Friday, December 31, 2010

Congratulations Frostbite Survivor!

Some people get frostbite on their toes or their fingers, valuable digits crucial in getting off most contemporary sexual partners. Compared to you those people are getting off incredibly, incredibly easy. That’s an amazing double entendre, and you’re about to see why. See, you have a unique fetish – a desire to fuck a woman buried completely inside of a snow drift until you reach simultaneous orgasm.

Somehow, impossibly (you’re a state senator) you’ll have managed to find a willing partner, a partner who is so GGG that she won’t bat an eyelash at risking her health so that you can get your rocks off inside her through a shell of snow during a blizzard (she’ll have severe daddy issues, which will make the whole thing awesome). As you thrust away you’ll be so occupied in your own motion, the powerful feeling of fulfillment as you finally get what you’ve wanted for so long, that you’ll lose track of your partner.

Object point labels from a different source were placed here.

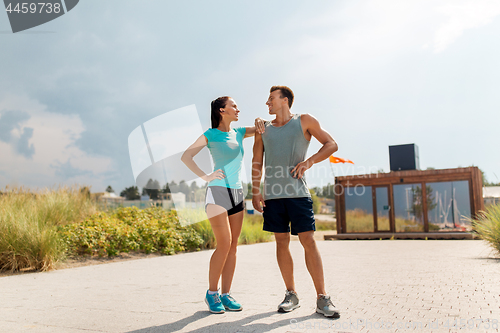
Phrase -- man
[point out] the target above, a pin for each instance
(287, 201)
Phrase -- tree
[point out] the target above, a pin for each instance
(417, 207)
(130, 193)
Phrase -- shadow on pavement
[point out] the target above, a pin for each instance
(242, 325)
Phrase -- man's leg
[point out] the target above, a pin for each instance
(313, 261)
(284, 257)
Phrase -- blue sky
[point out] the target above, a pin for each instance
(375, 73)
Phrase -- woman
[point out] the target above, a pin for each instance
(224, 203)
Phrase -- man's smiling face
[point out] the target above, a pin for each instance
(275, 102)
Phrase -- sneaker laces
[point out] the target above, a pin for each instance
(229, 297)
(288, 296)
(328, 300)
(216, 298)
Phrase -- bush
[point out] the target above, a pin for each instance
(487, 225)
(28, 220)
(129, 229)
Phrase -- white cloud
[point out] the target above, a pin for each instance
(56, 158)
(463, 15)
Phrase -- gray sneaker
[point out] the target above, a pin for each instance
(326, 307)
(291, 302)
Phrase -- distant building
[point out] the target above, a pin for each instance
(409, 201)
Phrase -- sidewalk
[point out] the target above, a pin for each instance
(380, 286)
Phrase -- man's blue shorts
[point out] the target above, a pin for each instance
(279, 214)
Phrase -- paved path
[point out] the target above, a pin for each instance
(380, 286)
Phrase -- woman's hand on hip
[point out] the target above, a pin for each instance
(217, 174)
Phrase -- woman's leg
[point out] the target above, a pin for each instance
(235, 222)
(220, 226)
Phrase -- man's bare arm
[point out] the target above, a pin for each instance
(257, 162)
(312, 125)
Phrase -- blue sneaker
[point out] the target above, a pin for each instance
(214, 303)
(230, 303)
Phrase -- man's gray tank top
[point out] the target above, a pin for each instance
(284, 148)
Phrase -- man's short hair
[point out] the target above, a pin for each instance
(285, 92)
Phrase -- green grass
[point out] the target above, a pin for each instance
(28, 224)
(39, 229)
(487, 226)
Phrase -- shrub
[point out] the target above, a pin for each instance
(130, 229)
(28, 239)
(487, 225)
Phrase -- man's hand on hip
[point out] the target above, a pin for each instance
(258, 202)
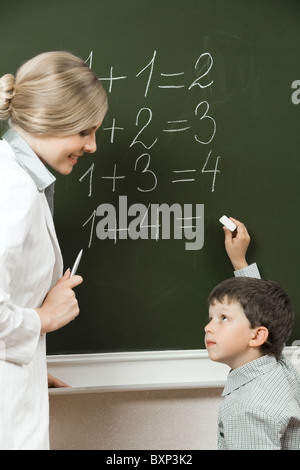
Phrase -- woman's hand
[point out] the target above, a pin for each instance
(60, 305)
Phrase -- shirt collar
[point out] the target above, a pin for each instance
(244, 374)
(28, 160)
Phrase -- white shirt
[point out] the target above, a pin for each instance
(30, 264)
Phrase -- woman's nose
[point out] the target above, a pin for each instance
(90, 145)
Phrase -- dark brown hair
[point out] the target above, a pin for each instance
(265, 303)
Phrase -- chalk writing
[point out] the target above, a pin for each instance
(153, 129)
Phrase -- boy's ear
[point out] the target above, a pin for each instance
(260, 336)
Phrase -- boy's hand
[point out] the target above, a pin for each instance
(236, 244)
(60, 305)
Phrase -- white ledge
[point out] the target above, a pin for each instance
(149, 370)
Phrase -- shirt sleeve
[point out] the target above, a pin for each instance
(250, 271)
(250, 430)
(20, 327)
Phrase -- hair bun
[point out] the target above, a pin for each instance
(7, 92)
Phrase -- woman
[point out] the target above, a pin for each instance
(54, 106)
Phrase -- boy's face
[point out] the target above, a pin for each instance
(228, 334)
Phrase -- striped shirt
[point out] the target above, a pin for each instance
(261, 409)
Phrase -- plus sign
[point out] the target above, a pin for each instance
(114, 178)
(112, 129)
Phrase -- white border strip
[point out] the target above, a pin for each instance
(149, 370)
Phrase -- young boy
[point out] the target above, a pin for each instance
(250, 321)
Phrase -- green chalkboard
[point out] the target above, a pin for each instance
(203, 114)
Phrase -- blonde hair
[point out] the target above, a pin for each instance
(55, 93)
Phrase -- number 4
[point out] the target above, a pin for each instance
(214, 171)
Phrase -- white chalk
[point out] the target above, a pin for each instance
(228, 223)
(76, 264)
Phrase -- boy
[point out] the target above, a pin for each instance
(250, 321)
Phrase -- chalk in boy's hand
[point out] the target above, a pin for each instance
(236, 244)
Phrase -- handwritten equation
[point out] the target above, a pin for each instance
(203, 134)
(150, 139)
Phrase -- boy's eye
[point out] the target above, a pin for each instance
(84, 133)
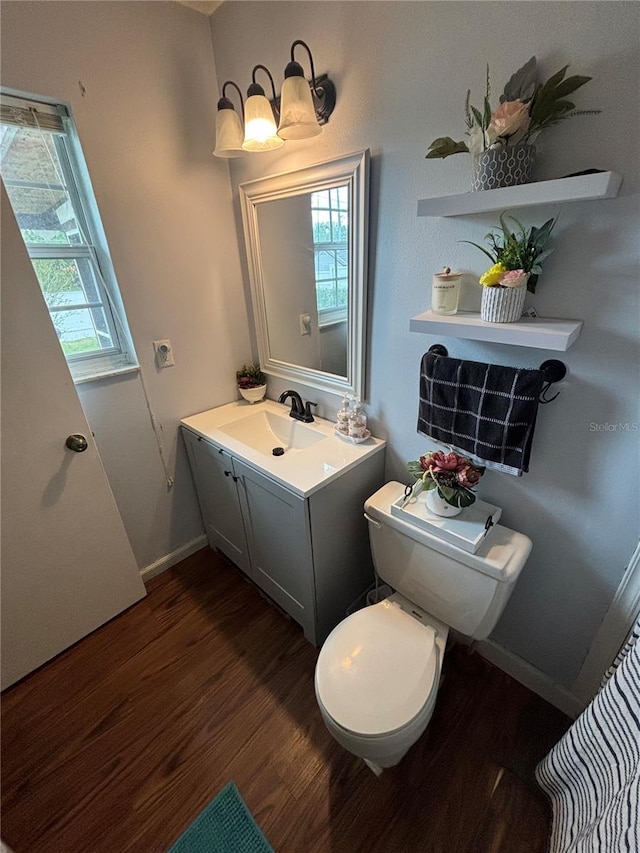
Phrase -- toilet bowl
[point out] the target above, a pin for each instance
(377, 679)
(378, 672)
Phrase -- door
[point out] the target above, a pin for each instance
(216, 484)
(67, 565)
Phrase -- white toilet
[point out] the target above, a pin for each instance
(377, 674)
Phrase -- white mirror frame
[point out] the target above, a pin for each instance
(352, 170)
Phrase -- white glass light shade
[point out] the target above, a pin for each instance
(297, 113)
(229, 134)
(259, 125)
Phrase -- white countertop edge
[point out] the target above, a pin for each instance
(302, 481)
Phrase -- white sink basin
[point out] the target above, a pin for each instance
(266, 430)
(313, 454)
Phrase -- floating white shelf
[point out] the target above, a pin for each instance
(599, 185)
(527, 332)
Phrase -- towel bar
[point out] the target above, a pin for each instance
(552, 370)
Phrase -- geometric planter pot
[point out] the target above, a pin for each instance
(502, 304)
(506, 166)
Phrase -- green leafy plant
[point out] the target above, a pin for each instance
(526, 108)
(250, 376)
(516, 253)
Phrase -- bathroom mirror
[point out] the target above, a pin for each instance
(306, 240)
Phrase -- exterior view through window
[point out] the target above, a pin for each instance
(46, 181)
(330, 219)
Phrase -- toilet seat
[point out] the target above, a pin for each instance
(377, 670)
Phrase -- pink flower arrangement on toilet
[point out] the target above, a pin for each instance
(453, 475)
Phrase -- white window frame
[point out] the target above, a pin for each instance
(121, 357)
(337, 313)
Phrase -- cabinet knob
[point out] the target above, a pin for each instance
(76, 442)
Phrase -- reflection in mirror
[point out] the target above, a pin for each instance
(306, 244)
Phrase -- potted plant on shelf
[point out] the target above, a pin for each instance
(516, 257)
(501, 141)
(252, 382)
(449, 479)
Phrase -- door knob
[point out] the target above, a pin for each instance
(76, 442)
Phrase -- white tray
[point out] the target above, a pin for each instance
(351, 439)
(467, 530)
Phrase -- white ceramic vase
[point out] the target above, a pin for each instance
(253, 395)
(502, 304)
(439, 506)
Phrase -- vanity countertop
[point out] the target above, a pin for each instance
(302, 471)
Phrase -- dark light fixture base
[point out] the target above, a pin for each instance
(324, 99)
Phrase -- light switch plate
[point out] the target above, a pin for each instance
(164, 353)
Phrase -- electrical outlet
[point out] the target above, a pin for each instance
(164, 353)
(305, 324)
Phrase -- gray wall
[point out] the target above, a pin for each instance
(402, 71)
(146, 127)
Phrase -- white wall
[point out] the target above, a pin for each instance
(402, 70)
(146, 127)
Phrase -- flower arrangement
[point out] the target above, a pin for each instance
(526, 108)
(516, 255)
(250, 376)
(453, 475)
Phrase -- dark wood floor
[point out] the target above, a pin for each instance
(119, 743)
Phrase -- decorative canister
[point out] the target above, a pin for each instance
(502, 304)
(445, 291)
(505, 166)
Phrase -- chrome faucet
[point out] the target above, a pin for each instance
(299, 410)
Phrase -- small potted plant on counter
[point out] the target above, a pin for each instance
(252, 382)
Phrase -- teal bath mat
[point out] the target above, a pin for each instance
(224, 826)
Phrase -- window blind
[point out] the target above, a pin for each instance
(21, 112)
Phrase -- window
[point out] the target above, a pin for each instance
(47, 183)
(330, 220)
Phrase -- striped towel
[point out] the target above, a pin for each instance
(592, 776)
(485, 411)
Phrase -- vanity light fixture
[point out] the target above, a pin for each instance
(298, 113)
(301, 109)
(229, 132)
(259, 122)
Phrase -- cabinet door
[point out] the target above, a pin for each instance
(216, 484)
(278, 533)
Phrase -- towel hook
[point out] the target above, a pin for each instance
(439, 349)
(553, 371)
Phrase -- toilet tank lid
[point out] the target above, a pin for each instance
(501, 557)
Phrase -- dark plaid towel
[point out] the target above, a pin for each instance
(485, 410)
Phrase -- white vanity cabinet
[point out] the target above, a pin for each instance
(307, 549)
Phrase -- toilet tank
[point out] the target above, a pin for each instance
(466, 591)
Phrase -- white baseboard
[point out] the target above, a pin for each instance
(171, 559)
(531, 677)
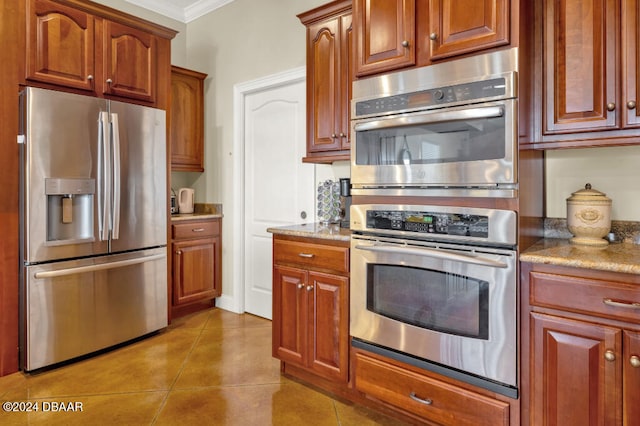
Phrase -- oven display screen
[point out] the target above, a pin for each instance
(431, 223)
(434, 300)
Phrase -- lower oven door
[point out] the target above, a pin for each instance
(448, 304)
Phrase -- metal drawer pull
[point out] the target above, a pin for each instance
(427, 401)
(621, 304)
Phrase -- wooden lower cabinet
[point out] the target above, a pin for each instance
(577, 380)
(196, 262)
(424, 395)
(581, 347)
(311, 307)
(311, 339)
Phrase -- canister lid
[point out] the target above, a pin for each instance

First you’ll lose track of her movements against you, muffled already by the snow. Eventually they’ll seem like part of your own motions, divine in their synchronicity. Then her cries will vanish from your mind, because, due to the aforementioned daddy issues, she’ll be really quiet in bed. It won’t be until you reach your moment of ecstasy and don’t hear her shriek opposition to the fact that you just came inside her that you’ll realize something is very very wrong.

You’ll reach inside of the snowman and pull out her body, bleached white by the cold and fastened firmly to your now frigid penis. Panicking, you’ll tumble back into a snowdrift with a young woman on top of you.

You’ll crawl, dragging the two of you slowly along the ground to your pants, where you’ll dial 9-1-1. An emergency response team will be there in seconds. They’ll leap out of their ambulance, assess the situation and pull you and the young woman whose name you’ll just now be realizing you never learned into the back of their truck with a series of knowing glances.

They’ll rush you to the hospital, and you’ll become unfastened from your now obviously dead partner in the process. But the feeling won’t return to your pinkies or almost all of the shaft of your penis. It’ll make you a little worried, especially since this is election year and sexual deviants who don’t have pinkies don’t traditionally get re-elected to public office year after year.

Eventually you’ll start crashing, and they’ll remove the penis. You’ll learn that it had already died and if it stayed attached it would just become infected and eventually ruin the rest of your body. So while you’ll be discharged from the hospital by a smiling nurse with no idea that you just ruined your political career and lost the vast majority of your penis a few days later and life will still be pretty grim we just want to say Congratulations Frostbite Survivor!